Can you please elaborate on why this behavior is intended (besides being faster).

btw. in my case the CPD Executor took 896ms for 1166 files while on the same codebase another duplicate-code detector (simian) took 2170ms for 2461 files (with 10 line threshold). So I conclude that simian (which finds true duplicate code) is just 15% slower.

Sorry. It’s not about performance.
And, in fact, it’s not a bug, it’s a feature.
I believe that most developers would like to be notified if 2 big blocks of code are so similar that the only differences are in the literals they use.
That’s why our PHP analyzer considers that, for the detection of duplications, all literals are equivalent.
I think that’s the same for most of our analyzers.

I agree that this approach gives a surprising result on your code which seems to contain a lot of hardcoded data.
If this is limited to a subset of the analyzed files, I suggest that you exclude those files from the duplication detection.

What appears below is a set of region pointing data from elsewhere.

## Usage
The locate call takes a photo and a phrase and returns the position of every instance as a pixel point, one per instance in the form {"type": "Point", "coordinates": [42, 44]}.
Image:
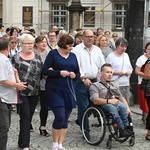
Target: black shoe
{"type": "Point", "coordinates": [77, 122]}
{"type": "Point", "coordinates": [129, 131]}
{"type": "Point", "coordinates": [123, 133]}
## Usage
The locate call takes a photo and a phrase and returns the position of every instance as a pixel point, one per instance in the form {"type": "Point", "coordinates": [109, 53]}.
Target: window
{"type": "Point", "coordinates": [59, 15]}
{"type": "Point", "coordinates": [89, 18]}
{"type": "Point", "coordinates": [119, 16]}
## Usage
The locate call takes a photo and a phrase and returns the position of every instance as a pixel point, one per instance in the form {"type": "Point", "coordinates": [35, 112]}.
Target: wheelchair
{"type": "Point", "coordinates": [94, 123]}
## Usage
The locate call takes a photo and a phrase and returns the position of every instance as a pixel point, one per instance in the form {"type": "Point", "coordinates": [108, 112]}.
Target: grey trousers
{"type": "Point", "coordinates": [5, 117]}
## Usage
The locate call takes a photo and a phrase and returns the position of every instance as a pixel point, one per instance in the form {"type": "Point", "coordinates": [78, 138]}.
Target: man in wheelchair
{"type": "Point", "coordinates": [105, 94]}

There’s a documentation page about that.

I’m using SonarQube since ages, mostly on Java code. Have never seen that behavior on Java code. But if it helps, I might try to simulate it in Java.

I wonder if similar (but not duplicate code) is in fact bad programming practice. I know of no smell, design rule or principle that speaks against similar code. I can’t think of an example where similar (but not duplicate code) would be improved using whatever refactoring.

Moreover I doubt that developers want to be notified similar code as “duplicate code”. If they need a check for similar code, they would like it to be marked as “similar code”. No other tool I know of (PMD-CPD, simian) marks such code as duplicate. In SonarQube duplicate code cannot be marked as “won’t fix” and CPD-exclusion only work on whole files.

In my code I have tons of such duplicates. E.g. the following types of code are as well marked as duplicates - none of them are duplications in the sense that a design- or code-change would improve the quality:

  • array definitions spanning more than 10 lines → get marked as duplicates since the array is filled with literals
  • queries spanning more than 10 lines → if they are structurally equal to another query
  • usage of builder-patterns → if the builder builds an object with >= 10 attributes then severall usages of the same builder will result in duplicate code
  • usage of functional programming → if the lambdas span >= 10 lines then a similar expression results in duplicate code

Sorry if my wording is not correct, I’m not a PHP programmer. But I assume my point is understandable: There are a lot of good and valid programming practices that lead to similar code which is fine and even preferable.
So I assume that in most cases similar code (that is not duplicate code) is probably good code and should therefore not be marked as duplicate code.